LegalCrystal Citation
SubjectProperty
CourtChennai
Decided On
Reported inAIR1925Mad914
AppellantBanathoor Krishnan Nambudripad
RespondentKunkan Nair
Cases ReferredAchutha Menon v. Sankaran Nair
Excerpt:
- .....otti mortgage. the lower court held that the alienation would not create a forfeiture in case of land held on karamkari tenure. it also held that if there was forfeiture, the appellant has waived that forfeiture by the receipt of rent. it was also of opinion that alienation by way of an otti does not amount to an out-and-out alienation and cannot create forfeiture. all these three points have been touched upon in argument by the learned vakil for the appellant. it has been held in zamorin raja avergal of calicut v. unikat karnavan samu nair a.i.r. 1922 mad. 290 and ayyakutti v. krishna patter a.i.r. 1922 mad. 274 that the land held on a tenure like the present one is not liable to forfeiture by alienation. mr. ramakrishna iyer argues that there is a difference between karamkari tenure.....
Judgment:

Madhavan Nair, J.

1. Plaintiff is the appellant. The suit was for possession of property held by the 1st defendant on -what is called karam kozhu tenure. It is conceded that karam kozhuis the same as karamkari. The cause of action alleged is forfeiture consequent upon an alienation made by the 1st defendant in favour of the 2nd defendant, the alienation being an otti mortgage. The lower Court held that the alienation would not create a forfeiture in case of land held on karamkari tenure. It also held that if there was forfeiture, the appellant has waived that forfeiture by the receipt of rent. It was also of opinion that alienation by way of an otti does not amount to an out-and-out alienation and cannot create forfeiture.
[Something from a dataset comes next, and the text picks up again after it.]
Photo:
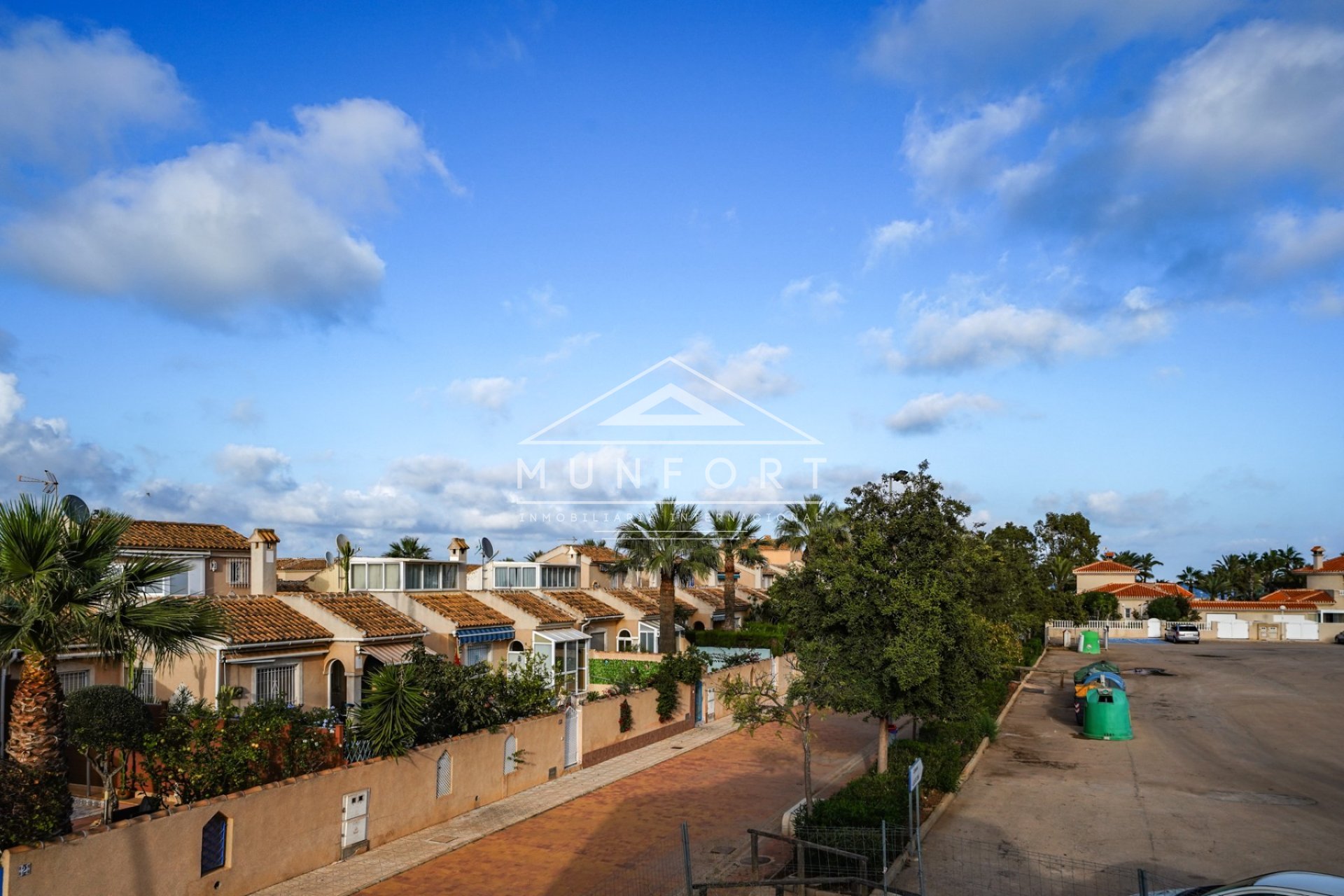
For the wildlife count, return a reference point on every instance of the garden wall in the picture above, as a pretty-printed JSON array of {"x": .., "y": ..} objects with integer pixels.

All these three points have been touched upon in argument by the learned Vakil for the appellant. It has been held in Zamorin Raja Avergal of Calicut v. Unikat Karnavan Samu Nair A.I.R. 1922 Mad. 290 and Ayyakutti v. Krishna Patter A.I.R. 1922 Mad. 274 that the land held on a tenure like the present one is not liable to forfeiture by alienation. Mr. Ramakrishna Iyer argues that there is a difference between karamkari tenure in North and South Malabar; but the decision in Achutha Menon v. Sankaran Nair (1911) 36 Mad. 380 treats both alike as regards alienation creating forfeiture and this decision has been overruled by the subsequent decisions. Following these later decisions, I hold that there has been no forfeiture in this case.
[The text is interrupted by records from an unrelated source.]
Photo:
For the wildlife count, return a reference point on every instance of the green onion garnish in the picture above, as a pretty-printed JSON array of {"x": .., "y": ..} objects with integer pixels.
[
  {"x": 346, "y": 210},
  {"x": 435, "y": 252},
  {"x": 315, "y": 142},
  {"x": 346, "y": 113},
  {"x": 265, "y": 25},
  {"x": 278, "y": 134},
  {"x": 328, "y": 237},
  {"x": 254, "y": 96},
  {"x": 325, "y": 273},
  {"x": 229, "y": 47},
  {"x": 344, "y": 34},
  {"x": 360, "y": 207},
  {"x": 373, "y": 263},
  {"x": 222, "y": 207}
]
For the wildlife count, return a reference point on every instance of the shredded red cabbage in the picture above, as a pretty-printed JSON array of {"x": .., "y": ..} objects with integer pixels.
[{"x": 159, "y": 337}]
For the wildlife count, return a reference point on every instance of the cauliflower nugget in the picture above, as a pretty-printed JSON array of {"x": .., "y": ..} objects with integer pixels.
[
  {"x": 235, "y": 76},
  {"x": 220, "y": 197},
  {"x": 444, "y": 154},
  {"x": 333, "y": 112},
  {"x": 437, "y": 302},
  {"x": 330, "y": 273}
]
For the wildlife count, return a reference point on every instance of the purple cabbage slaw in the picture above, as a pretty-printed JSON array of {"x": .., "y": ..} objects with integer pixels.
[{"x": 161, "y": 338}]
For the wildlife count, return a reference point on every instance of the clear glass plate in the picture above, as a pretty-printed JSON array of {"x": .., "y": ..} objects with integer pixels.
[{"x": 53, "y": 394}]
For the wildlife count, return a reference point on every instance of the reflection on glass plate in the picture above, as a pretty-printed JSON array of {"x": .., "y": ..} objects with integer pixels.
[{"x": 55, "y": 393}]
2. As regards the question of waiver, the learned Judge of the Court below considered the evidence and came to the conclusion that the plaintiff collected the rent after he became aware of the fact that a forfeiture had been incurred. I accept this conclusion as a finding of fact based upon the evidence in the case and on that ground, I hold that if there has been forfeiture, that forfeiture has been waived by the plaintiff, by the receipt of rent. Looking at that principle of forfeiture in cases of alienation connected with tenures of this kind, I would say that it is only an out-and-out alienation that would create forfeiture. It is possible for the 1st defendant by resuming the otti on which he has created in favour of the 2nd defendant to get possession of the land for his own family and if so I do not think that there can be any forfeiture but it is not necessary to decide this point.

3. Under these circumstances, I dismiss the second appeal with costs.